Courtesy of Alex Dickerson-Watson
Omar Custis is one of the subjects in Alex Dickerson-Watson's documentary, "The Video Guy." Custis owns a Virginia Beach-based, eco-friendly waste and junk removal company.

Dickerson is self-taught and became skilled at making music videos, transitioning from shooting friends to earning money by creating videos for others. His unique perspective on each character in "Video Guy" comes from spending more than a decade with them, following their trajectories, and observing others he met. The film explores the dichotomy of the men in their personal lives versus their alter egos from music videos.

“The goal of the film is to show who these men are,” said Dickerson, who still lives in Virginia Beach. “They’re not dangerous. You don’t have to cross the street when you see them walking down the street. They’re human beings. They have kids. They’re fathers, people’s brothers.”

Some of the archived footage from a decade ago is part of the 90-minute film that “shows the nuances of the music industry and what is presented versus what is actual real life,” Dickerson said.

Howard refers to it as " Hoop Dreams’ with rappers.” "We've seen a lot of documentaries about people who want to make it." But the expanse of time covered in the film is one of the details that distinguishes it.

Dickerson is motivated by breaking the stereotypes that too many people believe when they label rappers or even young Black men in public as dangerous. In the documentary, some of the men became young fathers and that responsibility altered their plans.

“Sometimes your personal dreams don’t die," Howard said, "they just change.”

Omar Custis, for example, is first shown in the movie behind the wheel of a purple Mercedes S 500 with two broken arms from stunts he performed on his motorcycle. But that life wasn’t sustainable for Custis, also known as Stuntman, who became a father as a teen.

“I was paying $767 of child support for one kid when I was 18 years old,” Custis said.
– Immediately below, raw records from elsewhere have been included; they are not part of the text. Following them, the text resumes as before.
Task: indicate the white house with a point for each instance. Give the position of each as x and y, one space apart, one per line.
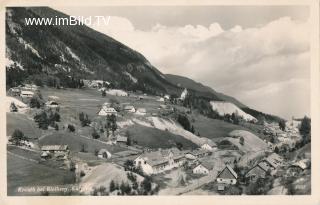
159 161
227 176
208 145
61 151
196 154
105 111
129 108
26 94
141 111
52 104
104 154
202 168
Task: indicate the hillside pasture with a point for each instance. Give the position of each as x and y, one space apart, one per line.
76 143
155 138
23 123
22 173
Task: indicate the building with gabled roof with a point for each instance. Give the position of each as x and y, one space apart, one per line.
257 171
227 176
155 162
202 168
105 111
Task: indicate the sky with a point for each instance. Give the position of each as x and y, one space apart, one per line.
257 54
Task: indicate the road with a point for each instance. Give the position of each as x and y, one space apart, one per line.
190 187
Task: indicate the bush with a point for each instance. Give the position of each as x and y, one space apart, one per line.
71 128
17 136
35 102
95 135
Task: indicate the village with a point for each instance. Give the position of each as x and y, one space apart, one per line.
114 142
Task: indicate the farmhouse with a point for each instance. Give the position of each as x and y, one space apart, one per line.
209 145
202 168
14 91
141 111
56 150
129 108
155 162
105 111
121 140
52 104
258 171
104 154
274 161
199 153
26 94
227 176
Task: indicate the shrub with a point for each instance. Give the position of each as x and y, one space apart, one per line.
71 128
95 135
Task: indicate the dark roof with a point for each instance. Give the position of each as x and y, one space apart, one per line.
227 173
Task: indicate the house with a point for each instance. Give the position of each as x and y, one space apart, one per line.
26 94
273 161
196 154
258 171
227 176
129 108
104 154
202 168
121 140
105 111
56 150
155 162
14 91
141 111
166 97
52 104
209 145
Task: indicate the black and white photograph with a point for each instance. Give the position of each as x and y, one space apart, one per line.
165 100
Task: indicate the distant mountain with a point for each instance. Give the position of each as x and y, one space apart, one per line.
40 53
185 82
60 56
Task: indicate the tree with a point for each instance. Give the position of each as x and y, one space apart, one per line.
95 135
17 136
42 120
241 141
305 126
129 165
112 186
282 125
71 128
146 185
103 93
13 107
184 122
179 145
84 119
35 102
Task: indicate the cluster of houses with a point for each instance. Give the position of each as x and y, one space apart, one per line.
59 152
288 137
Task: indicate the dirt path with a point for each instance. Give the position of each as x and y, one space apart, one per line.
21 157
194 185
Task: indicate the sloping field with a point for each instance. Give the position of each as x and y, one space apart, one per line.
228 108
102 176
22 172
155 138
169 126
76 143
212 128
21 122
252 143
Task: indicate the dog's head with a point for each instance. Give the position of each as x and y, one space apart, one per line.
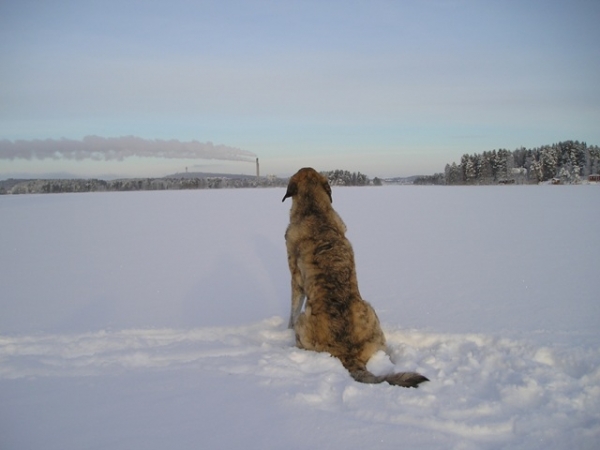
305 180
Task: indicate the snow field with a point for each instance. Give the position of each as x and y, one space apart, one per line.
161 318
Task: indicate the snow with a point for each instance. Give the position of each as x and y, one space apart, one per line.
158 320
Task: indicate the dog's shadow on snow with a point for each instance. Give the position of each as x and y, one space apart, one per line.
240 288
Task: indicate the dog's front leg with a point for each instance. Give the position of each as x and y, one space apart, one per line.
298 298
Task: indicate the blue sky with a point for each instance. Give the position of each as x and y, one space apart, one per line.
383 87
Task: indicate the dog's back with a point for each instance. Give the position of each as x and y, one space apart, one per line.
335 319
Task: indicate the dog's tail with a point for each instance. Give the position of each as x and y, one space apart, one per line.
359 372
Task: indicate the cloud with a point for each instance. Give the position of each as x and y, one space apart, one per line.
117 149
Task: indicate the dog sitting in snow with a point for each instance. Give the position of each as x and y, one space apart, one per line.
335 318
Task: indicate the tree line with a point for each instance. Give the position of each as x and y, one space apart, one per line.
567 162
53 186
135 184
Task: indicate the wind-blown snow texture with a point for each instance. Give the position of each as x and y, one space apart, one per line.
157 320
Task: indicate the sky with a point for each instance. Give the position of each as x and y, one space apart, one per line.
387 88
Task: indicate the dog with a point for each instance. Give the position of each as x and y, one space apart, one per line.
328 313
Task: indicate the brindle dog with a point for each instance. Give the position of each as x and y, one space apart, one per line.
335 318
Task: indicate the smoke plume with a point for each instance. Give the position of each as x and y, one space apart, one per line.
117 149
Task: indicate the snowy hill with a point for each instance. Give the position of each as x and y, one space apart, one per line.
157 320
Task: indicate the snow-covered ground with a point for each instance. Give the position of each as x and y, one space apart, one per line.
155 320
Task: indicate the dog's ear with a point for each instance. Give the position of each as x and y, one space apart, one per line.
327 188
291 191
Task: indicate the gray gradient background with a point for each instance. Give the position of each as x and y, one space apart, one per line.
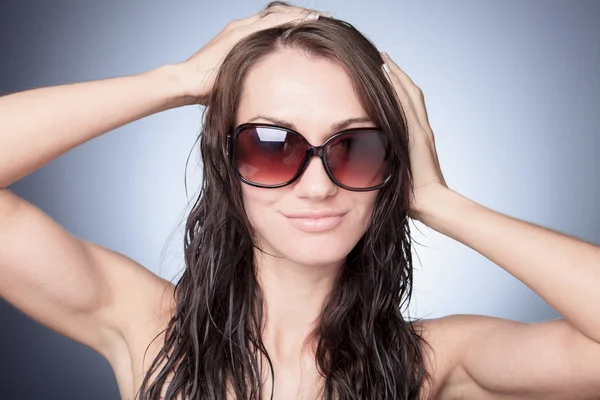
513 93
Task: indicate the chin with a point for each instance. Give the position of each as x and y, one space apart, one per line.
315 250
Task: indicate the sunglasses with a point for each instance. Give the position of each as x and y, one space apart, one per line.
269 156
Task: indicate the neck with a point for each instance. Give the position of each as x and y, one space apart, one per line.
294 297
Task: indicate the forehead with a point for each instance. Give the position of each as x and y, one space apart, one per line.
311 93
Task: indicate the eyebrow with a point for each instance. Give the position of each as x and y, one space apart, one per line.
337 126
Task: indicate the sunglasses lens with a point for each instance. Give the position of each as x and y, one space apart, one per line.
268 156
359 160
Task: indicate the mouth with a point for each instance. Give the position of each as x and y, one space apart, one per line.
320 223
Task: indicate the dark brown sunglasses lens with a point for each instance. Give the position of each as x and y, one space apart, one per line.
268 156
359 160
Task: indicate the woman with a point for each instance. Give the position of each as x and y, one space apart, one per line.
296 266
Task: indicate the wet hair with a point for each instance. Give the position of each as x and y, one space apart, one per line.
365 347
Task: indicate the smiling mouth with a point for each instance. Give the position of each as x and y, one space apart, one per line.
316 224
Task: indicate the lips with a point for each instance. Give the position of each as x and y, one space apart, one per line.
315 221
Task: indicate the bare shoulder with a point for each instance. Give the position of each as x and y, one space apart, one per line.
142 298
142 308
446 339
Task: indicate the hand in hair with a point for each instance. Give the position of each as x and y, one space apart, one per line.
425 166
201 68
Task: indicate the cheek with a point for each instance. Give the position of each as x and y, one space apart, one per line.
258 202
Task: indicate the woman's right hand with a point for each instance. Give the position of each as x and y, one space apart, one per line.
199 70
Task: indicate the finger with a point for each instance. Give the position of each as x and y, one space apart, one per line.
413 91
279 9
276 19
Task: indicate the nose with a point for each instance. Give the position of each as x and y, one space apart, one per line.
314 182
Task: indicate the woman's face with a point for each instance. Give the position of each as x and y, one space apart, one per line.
311 96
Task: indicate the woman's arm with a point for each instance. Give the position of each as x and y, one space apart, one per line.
38 125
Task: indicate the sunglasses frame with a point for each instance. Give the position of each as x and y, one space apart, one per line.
311 151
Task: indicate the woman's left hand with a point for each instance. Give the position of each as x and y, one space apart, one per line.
427 175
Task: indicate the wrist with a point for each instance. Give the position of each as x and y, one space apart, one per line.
171 79
441 203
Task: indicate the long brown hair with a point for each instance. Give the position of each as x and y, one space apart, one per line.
366 349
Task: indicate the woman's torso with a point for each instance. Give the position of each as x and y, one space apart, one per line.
132 357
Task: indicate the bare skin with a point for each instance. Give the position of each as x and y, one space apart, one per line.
82 290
He went from a job at Jiffy Lube to retail positions, then to shipyard work, and finally to the Merchant Marines. Custis then followed another dream — entrepreneurship. He now owns Innovative Waste, an eco-friendly junk removal company that employs 25 and is based in Virginia Beach.
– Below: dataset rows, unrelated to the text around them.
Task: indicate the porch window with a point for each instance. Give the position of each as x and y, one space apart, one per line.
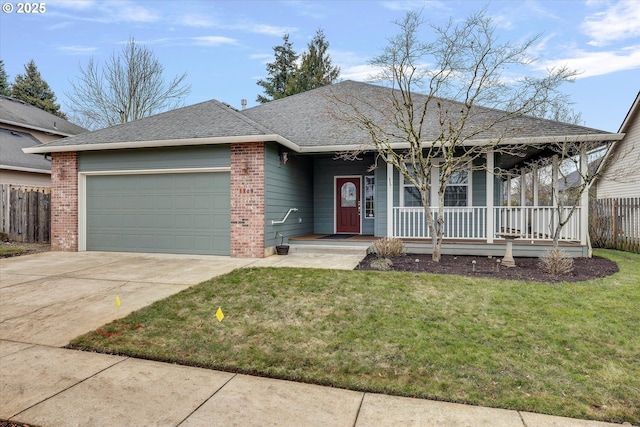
456 194
457 191
369 196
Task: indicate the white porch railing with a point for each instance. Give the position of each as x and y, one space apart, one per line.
531 222
537 222
459 223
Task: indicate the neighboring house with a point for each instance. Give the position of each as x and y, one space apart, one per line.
208 179
620 173
18 168
22 125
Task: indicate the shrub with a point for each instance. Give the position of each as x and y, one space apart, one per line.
388 247
556 261
382 264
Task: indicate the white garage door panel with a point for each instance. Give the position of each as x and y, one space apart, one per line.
172 213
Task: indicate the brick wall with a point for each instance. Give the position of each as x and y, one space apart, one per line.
64 202
247 200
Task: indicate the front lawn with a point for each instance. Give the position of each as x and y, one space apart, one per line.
570 349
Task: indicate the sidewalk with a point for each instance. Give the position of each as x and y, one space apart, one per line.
43 385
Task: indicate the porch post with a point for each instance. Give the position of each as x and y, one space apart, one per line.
584 197
489 196
389 199
523 187
554 180
534 177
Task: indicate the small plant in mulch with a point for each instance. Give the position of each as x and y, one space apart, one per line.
388 247
382 264
556 261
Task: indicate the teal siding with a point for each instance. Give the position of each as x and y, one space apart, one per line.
325 171
479 188
287 186
380 225
197 156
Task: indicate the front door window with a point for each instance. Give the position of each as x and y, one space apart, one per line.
348 195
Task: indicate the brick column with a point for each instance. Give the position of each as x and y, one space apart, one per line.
247 200
64 202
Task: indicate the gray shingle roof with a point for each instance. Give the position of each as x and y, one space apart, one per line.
310 119
12 157
16 112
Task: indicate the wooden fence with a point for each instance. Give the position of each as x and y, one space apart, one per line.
615 224
25 213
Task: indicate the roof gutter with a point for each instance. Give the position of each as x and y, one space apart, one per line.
52 148
23 169
476 142
45 130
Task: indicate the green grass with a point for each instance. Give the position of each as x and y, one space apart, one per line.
570 349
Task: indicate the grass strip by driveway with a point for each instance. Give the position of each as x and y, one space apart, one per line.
570 349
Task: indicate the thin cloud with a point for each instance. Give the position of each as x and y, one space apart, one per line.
408 5
196 21
619 22
77 50
134 13
214 41
592 64
72 4
112 12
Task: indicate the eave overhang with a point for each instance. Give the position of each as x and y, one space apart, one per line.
53 148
Music inspired him for the camaraderie it built among his friends, "but I had to pay bills," Custis said.

Another storyline follows Randy Johnson, the most successful artistically among the five, who works as a producer/rapper. Johnson has collaborated with artists including Snoop Dogg and Virginia rapper DRAM, and lived the glitzy side of the profession. At the same time, he watched his mother suffer from bone cancer.

“You see me at one of the highest points of my life and at one of the lowest,” said Johnson, who is known as rapper Randana.

Dickerson, who describes his movie as one about community and resilience, plans to continue filming into next year. Though he is a court reporter by day, he envisions a future of making movies full-time.

Dickerson and Howard will meet up again in Europe next month to pitch the film to the International Documentary Film Festival Amsterdam Forum, which awards grants for nonfiction filmmaking. "The Video Guy" was one of 51 selected among 841 entries.

"That's another exciting milestone," Dickerson said.